The Kospi index fell the most in more than three weeks as Japan led a retreat in Asian equities. An export slump in China, South Korea’s biggest overseas market, deepened in February as shipments declined the most since May 2009, an official report showed Tuesday. Eleven of 18 economists surveyed by Bloomberg expect the Bank of Korea to leave its policy rate at 1.5 percent on Thursday, with the rest projecting a cut to 1.25 percent.
“There’s concern that monetary policy will actually be something more dovish," said Vishnu Varathan, a Singapore-based economist at Mizuho Bank Ltd. “There’s still an overarching concern that the more export-focused economies in the region will continue to feel some of the headwinds."
The won weakened 0.4 percent to 1,206.70 a dollar in Seoul, according to data compiled by Bloomberg. The currency strengthened 3.1 percent in the seven days through Monday, the longest winning run since December 2013. It’s still the worst performer among Asian emerging markets this year, declining 2.8 percent. The Kospi index fell 0.6 percent, the most since Feb. 12.
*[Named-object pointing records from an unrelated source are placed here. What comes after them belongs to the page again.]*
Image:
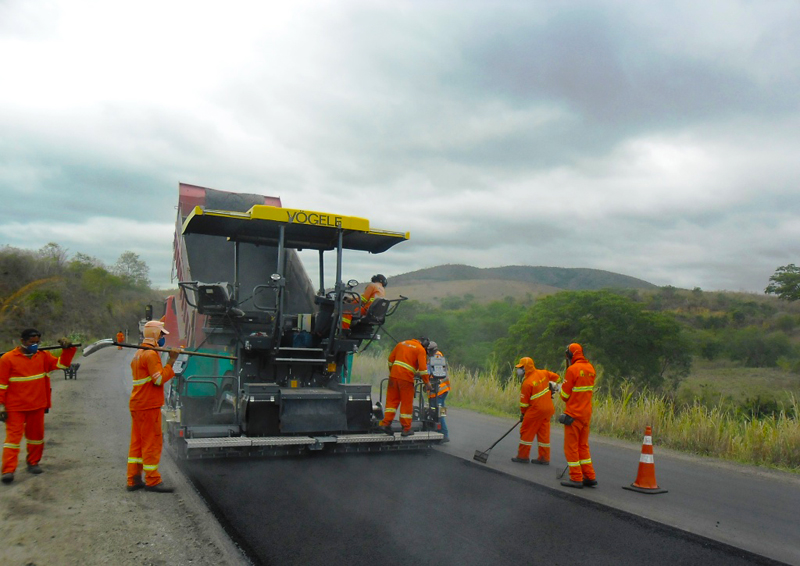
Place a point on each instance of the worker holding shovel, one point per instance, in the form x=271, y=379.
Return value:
x=147, y=397
x=536, y=409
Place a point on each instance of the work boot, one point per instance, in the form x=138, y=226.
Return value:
x=386, y=430
x=159, y=488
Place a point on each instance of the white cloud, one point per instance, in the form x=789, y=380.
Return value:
x=656, y=140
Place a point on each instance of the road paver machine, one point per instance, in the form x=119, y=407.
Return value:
x=282, y=384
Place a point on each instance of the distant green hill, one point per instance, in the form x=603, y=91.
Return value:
x=433, y=284
x=573, y=279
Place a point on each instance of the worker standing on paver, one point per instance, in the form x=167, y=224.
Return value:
x=375, y=290
x=407, y=360
x=437, y=370
x=536, y=409
x=147, y=397
x=577, y=395
x=25, y=396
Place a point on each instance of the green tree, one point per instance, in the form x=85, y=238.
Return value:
x=647, y=348
x=785, y=283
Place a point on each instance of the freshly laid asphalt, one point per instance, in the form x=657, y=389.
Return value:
x=428, y=508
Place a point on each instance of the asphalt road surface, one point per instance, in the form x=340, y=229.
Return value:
x=428, y=508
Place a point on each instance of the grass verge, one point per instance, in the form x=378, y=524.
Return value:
x=771, y=441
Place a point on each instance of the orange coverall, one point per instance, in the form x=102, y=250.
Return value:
x=26, y=393
x=536, y=404
x=577, y=395
x=407, y=359
x=147, y=397
x=372, y=292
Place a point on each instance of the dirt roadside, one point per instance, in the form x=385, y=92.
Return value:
x=78, y=511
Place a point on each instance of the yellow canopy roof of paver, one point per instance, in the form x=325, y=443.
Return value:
x=303, y=229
Market instability in China, Japan and oil-producing nations is hurting exports and the government will take steps to boost jobs for youth and women, South Korean Finance Minister Yoo Il Ho said Monday. A slowdown in global trade is making it harder for Chinese leaders, who are gathered in Beijing this week to set the nation’s economic plans, to keep growth at the targeted 6.5 percent to 7 percent range. China’s stocks fell for the first time in six days.
Three-year government bonds rose, pushing the yield down two basis points to 1.49 percent, Korea Exchange prices show. The 10-year yield dropped three basis points to 1.85 percent.